Analyses of XPS spectra have been carried out to study the effect of the plasma treatment on the surface modification of nitrogen-containing groups. The morphological changes of the particles surface by plasma treatment have also been analyzed by using HR-TEM shown in Fig. 2. Present results show that the highest values of N/C atomic ratio of 4.4 % is obtained by applying 10 min of Ar plasma pre-treatment and 2 min of NH3 plasma post treatment conducted in RF power of 80 W and gas pressure of 50 Pa.


Fig. 2. STEM image (a) and EDS elemental mapping images (b, c, d, and e) of C, Fe, O and N elements, respectively, of treated sample with condition: 10 min of Ar plasma pretreatment followed by 2 min of NH3 plasma post-treatment performed at 80W of RF power and 50 Pa of gas pressure.
Following the successful of the surface modification presented above, now we are leading to biomolecules immobilization for testing the treated nanoparticles capabilitis to be applied as biomaterial in medical application.
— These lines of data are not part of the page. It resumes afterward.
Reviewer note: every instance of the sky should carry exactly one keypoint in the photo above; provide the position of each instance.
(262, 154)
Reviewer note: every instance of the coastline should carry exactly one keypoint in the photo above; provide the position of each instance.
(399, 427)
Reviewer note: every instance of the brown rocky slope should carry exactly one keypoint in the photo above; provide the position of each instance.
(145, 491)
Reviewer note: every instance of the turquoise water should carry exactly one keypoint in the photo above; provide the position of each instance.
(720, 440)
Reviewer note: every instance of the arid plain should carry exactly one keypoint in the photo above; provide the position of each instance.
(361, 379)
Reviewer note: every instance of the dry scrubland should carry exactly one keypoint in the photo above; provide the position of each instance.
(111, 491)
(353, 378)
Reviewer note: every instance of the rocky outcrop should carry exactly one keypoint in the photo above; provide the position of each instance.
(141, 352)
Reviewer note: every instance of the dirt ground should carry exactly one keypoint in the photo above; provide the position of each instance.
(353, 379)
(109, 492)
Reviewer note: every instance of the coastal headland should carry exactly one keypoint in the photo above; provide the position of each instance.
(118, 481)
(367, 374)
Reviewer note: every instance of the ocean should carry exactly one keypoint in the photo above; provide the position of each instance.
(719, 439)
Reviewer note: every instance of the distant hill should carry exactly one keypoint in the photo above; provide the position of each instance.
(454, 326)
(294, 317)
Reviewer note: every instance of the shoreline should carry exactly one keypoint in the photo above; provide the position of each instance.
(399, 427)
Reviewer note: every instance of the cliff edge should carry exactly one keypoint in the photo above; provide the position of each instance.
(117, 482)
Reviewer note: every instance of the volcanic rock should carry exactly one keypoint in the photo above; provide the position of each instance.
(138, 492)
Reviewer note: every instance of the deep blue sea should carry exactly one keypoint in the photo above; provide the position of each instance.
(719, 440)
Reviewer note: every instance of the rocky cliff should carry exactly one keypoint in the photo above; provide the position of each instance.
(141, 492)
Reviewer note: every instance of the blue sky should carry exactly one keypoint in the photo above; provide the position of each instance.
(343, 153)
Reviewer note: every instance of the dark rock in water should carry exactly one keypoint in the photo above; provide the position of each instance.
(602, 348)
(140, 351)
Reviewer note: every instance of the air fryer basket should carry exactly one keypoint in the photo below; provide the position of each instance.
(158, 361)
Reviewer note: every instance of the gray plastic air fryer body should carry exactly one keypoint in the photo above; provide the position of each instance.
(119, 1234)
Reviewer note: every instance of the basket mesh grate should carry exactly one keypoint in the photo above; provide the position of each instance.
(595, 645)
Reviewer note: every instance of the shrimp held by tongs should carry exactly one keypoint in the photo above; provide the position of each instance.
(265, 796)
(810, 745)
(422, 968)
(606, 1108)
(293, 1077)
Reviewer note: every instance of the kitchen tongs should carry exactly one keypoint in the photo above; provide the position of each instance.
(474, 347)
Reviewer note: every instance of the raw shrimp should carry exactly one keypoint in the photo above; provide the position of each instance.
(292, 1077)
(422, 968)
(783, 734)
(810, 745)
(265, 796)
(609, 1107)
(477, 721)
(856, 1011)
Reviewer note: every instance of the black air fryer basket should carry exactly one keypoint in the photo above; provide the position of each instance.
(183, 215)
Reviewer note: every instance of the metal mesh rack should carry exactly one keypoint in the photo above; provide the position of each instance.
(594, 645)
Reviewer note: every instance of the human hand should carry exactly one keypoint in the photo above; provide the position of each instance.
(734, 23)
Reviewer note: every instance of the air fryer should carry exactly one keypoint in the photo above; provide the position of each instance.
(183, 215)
The created amino functional group attached onto the nanoaprticle surface is expected to be an anchor for covalent immobilization of biomolecule, clearly illustrated in Fig. 3. For comprehenshive discussion, chemical derivatization, XRD, XPS, HR-TEM and EDS elemental mapping are used to characterize and analyze the results.




Fig. 3. The schematic illustration of surface modification of graphite-encapsulated magnetic nanoparticle for biomedical application.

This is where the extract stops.